We draw on our experience as educators to create social engagements that more critically situate ourselves and our audiences in relation to site-responsive histories. a haunted botany marks our first creative collaboration. Individually, our work has been presented in Los Angeles, CA; New York, NY; Cape Town, SA; Providence, RI; and Waterville, ME.

Photo Credit: Auden Barbour

AB Brown/Sister James

Sister James (they/them) is a research-based artist, writer, and educator based between Lenapehoking/Brooklyn, New York and the homeland of the Monacan /Charlottesville, VA. They create site-responsive, socially engaged, and participatory performances, rituals, and installations, drawing on oral history, archival research, and transdisciplinary collaborations.

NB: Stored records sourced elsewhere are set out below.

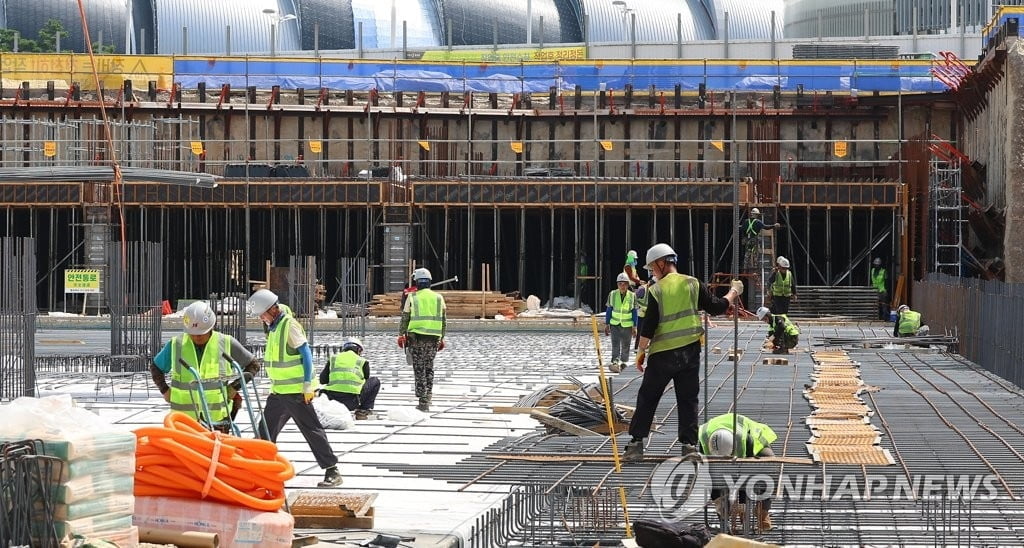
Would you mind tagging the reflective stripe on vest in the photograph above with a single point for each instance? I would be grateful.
(782, 286)
(761, 434)
(879, 279)
(346, 373)
(679, 324)
(284, 366)
(622, 307)
(909, 322)
(425, 314)
(184, 391)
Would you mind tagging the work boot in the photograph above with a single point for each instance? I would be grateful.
(634, 451)
(332, 478)
(764, 520)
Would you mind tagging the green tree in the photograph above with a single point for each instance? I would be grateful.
(48, 36)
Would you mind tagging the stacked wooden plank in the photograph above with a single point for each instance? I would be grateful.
(461, 304)
(841, 427)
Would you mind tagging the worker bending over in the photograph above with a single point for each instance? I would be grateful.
(290, 366)
(752, 439)
(346, 379)
(782, 333)
(621, 322)
(203, 348)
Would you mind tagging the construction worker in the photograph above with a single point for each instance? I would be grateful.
(671, 333)
(631, 268)
(782, 333)
(290, 366)
(880, 281)
(621, 321)
(422, 328)
(781, 286)
(755, 439)
(203, 349)
(346, 379)
(908, 323)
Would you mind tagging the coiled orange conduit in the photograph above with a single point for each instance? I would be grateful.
(183, 459)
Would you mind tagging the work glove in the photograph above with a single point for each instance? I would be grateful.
(736, 286)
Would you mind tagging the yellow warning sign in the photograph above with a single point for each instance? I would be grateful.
(839, 149)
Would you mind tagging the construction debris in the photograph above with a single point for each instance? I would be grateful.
(459, 304)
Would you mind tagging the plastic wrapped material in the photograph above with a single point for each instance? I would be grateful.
(236, 525)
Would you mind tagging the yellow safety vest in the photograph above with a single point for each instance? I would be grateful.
(782, 286)
(622, 307)
(679, 324)
(346, 373)
(426, 312)
(761, 434)
(184, 396)
(284, 365)
(909, 322)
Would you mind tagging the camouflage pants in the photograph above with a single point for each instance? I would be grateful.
(423, 349)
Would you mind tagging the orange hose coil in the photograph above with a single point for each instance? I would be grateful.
(183, 459)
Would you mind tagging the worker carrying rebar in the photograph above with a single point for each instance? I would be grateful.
(782, 334)
(203, 348)
(752, 439)
(289, 363)
(671, 334)
(346, 379)
(781, 286)
(908, 323)
(422, 329)
(621, 321)
(631, 268)
(880, 281)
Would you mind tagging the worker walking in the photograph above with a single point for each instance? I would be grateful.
(880, 281)
(203, 348)
(781, 287)
(752, 439)
(422, 328)
(908, 323)
(671, 333)
(621, 322)
(346, 379)
(290, 366)
(781, 332)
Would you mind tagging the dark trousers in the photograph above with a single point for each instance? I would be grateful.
(280, 408)
(365, 399)
(779, 304)
(682, 368)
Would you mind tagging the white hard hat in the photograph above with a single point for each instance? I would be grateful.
(660, 251)
(199, 319)
(422, 274)
(720, 443)
(261, 301)
(352, 343)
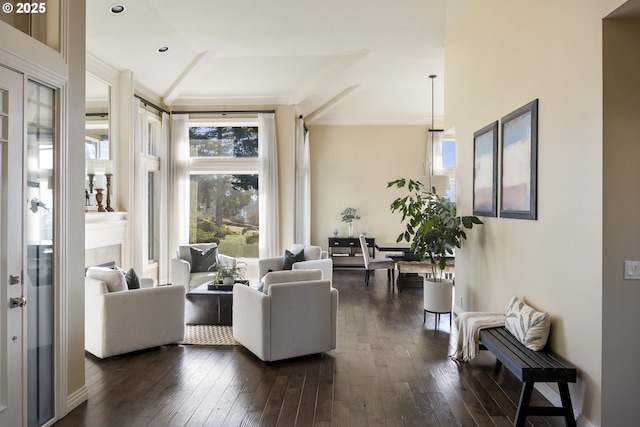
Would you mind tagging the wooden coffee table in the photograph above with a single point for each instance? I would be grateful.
(209, 307)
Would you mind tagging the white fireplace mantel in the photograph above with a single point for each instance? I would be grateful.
(105, 230)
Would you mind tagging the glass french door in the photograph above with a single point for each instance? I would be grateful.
(27, 285)
(39, 226)
(12, 311)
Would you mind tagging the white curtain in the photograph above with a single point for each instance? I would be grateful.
(303, 185)
(436, 151)
(179, 178)
(163, 217)
(138, 221)
(268, 186)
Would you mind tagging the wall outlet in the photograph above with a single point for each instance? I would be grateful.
(632, 270)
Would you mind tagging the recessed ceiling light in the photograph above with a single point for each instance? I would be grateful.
(117, 9)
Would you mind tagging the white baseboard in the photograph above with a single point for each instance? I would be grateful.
(76, 398)
(553, 397)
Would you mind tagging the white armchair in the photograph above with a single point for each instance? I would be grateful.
(181, 274)
(296, 315)
(315, 259)
(130, 320)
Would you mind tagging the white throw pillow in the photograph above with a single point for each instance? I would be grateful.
(114, 279)
(529, 326)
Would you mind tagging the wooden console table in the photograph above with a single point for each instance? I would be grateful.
(346, 252)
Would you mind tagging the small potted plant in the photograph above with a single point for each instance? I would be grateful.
(349, 215)
(432, 227)
(228, 274)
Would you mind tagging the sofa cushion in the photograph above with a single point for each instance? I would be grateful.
(133, 281)
(203, 260)
(529, 326)
(290, 258)
(114, 279)
(285, 276)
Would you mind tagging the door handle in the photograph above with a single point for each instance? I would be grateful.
(17, 302)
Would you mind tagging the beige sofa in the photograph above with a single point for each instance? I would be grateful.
(296, 314)
(129, 320)
(181, 267)
(315, 259)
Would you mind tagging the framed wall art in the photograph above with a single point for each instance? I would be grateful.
(485, 171)
(518, 194)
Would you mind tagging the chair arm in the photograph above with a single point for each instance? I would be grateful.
(93, 291)
(266, 264)
(251, 320)
(180, 272)
(141, 318)
(335, 296)
(147, 282)
(325, 265)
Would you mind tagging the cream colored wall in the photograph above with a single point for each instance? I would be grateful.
(503, 55)
(351, 166)
(621, 298)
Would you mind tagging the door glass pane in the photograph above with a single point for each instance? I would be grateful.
(224, 209)
(39, 223)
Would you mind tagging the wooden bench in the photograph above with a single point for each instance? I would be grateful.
(531, 367)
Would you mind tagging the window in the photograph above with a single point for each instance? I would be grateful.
(151, 174)
(447, 165)
(224, 185)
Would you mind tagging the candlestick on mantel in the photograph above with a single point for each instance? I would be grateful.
(100, 183)
(91, 176)
(99, 200)
(108, 176)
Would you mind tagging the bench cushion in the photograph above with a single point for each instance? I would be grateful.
(529, 326)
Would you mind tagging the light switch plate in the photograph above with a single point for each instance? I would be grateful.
(632, 270)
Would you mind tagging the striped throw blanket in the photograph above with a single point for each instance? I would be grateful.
(469, 325)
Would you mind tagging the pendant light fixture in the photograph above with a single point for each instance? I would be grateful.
(430, 180)
(440, 182)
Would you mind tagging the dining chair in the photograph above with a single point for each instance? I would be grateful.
(376, 264)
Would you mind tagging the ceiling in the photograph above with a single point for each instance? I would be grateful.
(337, 61)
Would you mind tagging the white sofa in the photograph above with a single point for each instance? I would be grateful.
(296, 315)
(315, 259)
(130, 320)
(181, 266)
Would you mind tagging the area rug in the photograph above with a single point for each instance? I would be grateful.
(208, 335)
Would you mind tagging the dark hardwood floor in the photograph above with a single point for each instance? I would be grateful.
(389, 369)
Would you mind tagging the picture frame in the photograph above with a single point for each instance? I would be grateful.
(519, 157)
(485, 171)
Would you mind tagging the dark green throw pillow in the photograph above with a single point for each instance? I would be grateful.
(203, 261)
(133, 282)
(291, 258)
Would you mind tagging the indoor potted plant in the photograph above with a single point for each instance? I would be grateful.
(349, 215)
(432, 227)
(228, 274)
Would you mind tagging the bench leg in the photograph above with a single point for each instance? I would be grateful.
(566, 405)
(523, 405)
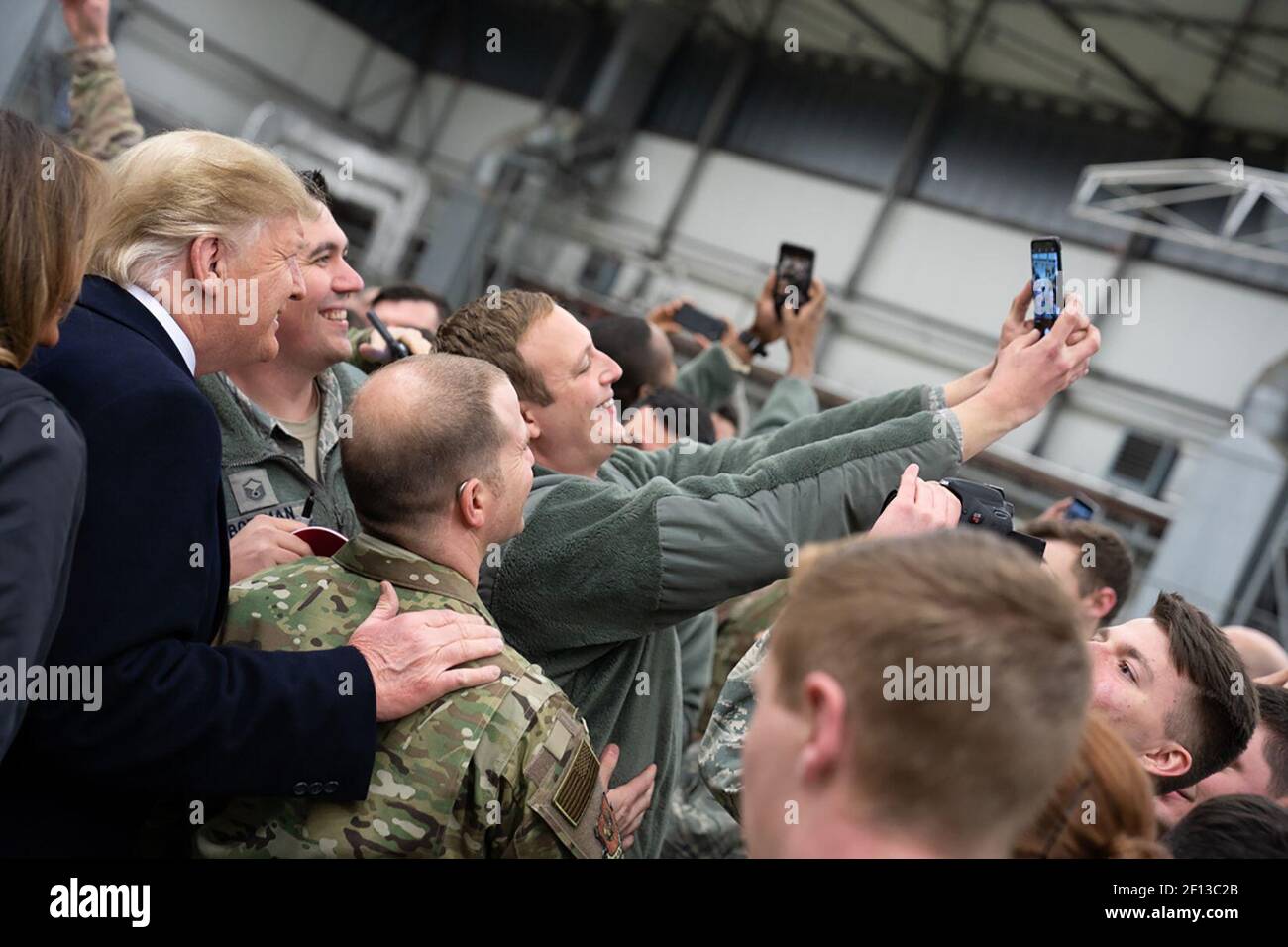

As a queer, trans artist with a disability, they are interested in the ways that gender and sexuality, time and memory, the senses, and movement are shaped by political and legal structures, science and technology, and the environment. They use performance to explore embodiment, collectivity/relationality, de/materialization and transformation as strategies for revealing and reimagining violent systems, logics and histories, expanding the limits of being and being together. 


Their work has been supported by the MAP Fund, a scholar residency with the Portland Institute of Contemporary Art’s Time-Based Arts Festival, the Institute for Citizens & Scholars (formerly known as the Woodrow Wilson National Fellowship Foundation), and the New England Humanities Consortium. Their publications can be found in The Brooklyn Rail, the edited anthologies Queer Nightlife and Queer and Trans Migrations: Dynamics of Illegalization, Detention, and Deportation, and the scholarly journals Women and Performance: a Journal of feminist theory, Text and Performance Quarterly, and the Journal of African Cultural Studies among others. They received their PhD in Performance Studies from Northwestern University and are Associate Professor of Contemporary Performance at UVA.

Gwyneth Shanks

Gwyneth Shanks (she/her) is a curator, scholar, educator, and performance artist based between Lenapehoking/Brooklyn, New York and the homelands of the Wabanaki/Maine. In her work, Shanks draws on visual and performance studies, queer theory, critical race studies, and postcolonial theory in order to demonstrate how performance and performative art can expose the colonialist structures and histories embedded within arts institutions and contemporary art.

Her work has been supported by the MAP Fund, the National Endowment for the Arts, the Foundation for Contemporary Art, the Graham Foundation, and the Maine Arts Commission. As a performer, Shanks has worked with the Trisha Brown Dance Company, Maria Hassabi, Jérôme Bel, Meredith Monk, Marina Abramović, Alex Shilling, and Sarah Leddy. Her writing is published in ASAP/Journal, Theatre JournalCultural DynamicsThird TextPerformance Matters, the Journal of Dramatic Theory and Criticism, Lateral, and X-TRA. Shanks’ writing also appears in a number of anthologies and art catalogues, including A.A.H.D.H. published with the Whitney Museum of Art and Side by Side: Collaborative Artistic Practices in the United States, 1960s-1980s with the Walker Art Center. Her book, Another Museum is Necessary: Transient Performance in the Wake of Institutional Critique, is forthcoming.

Shanks is Assistant Professor at Colby College. Prior to joining Colby, Shanks was a Mellon Postdoctoral Fellow at the Walker Art Center, participated in the Whitney Independent Study Program, and worked in the Academic Programs Department at the Hammer Museum. Shanks earned her PhD in Performance Studies from the University of California, Los Angeles.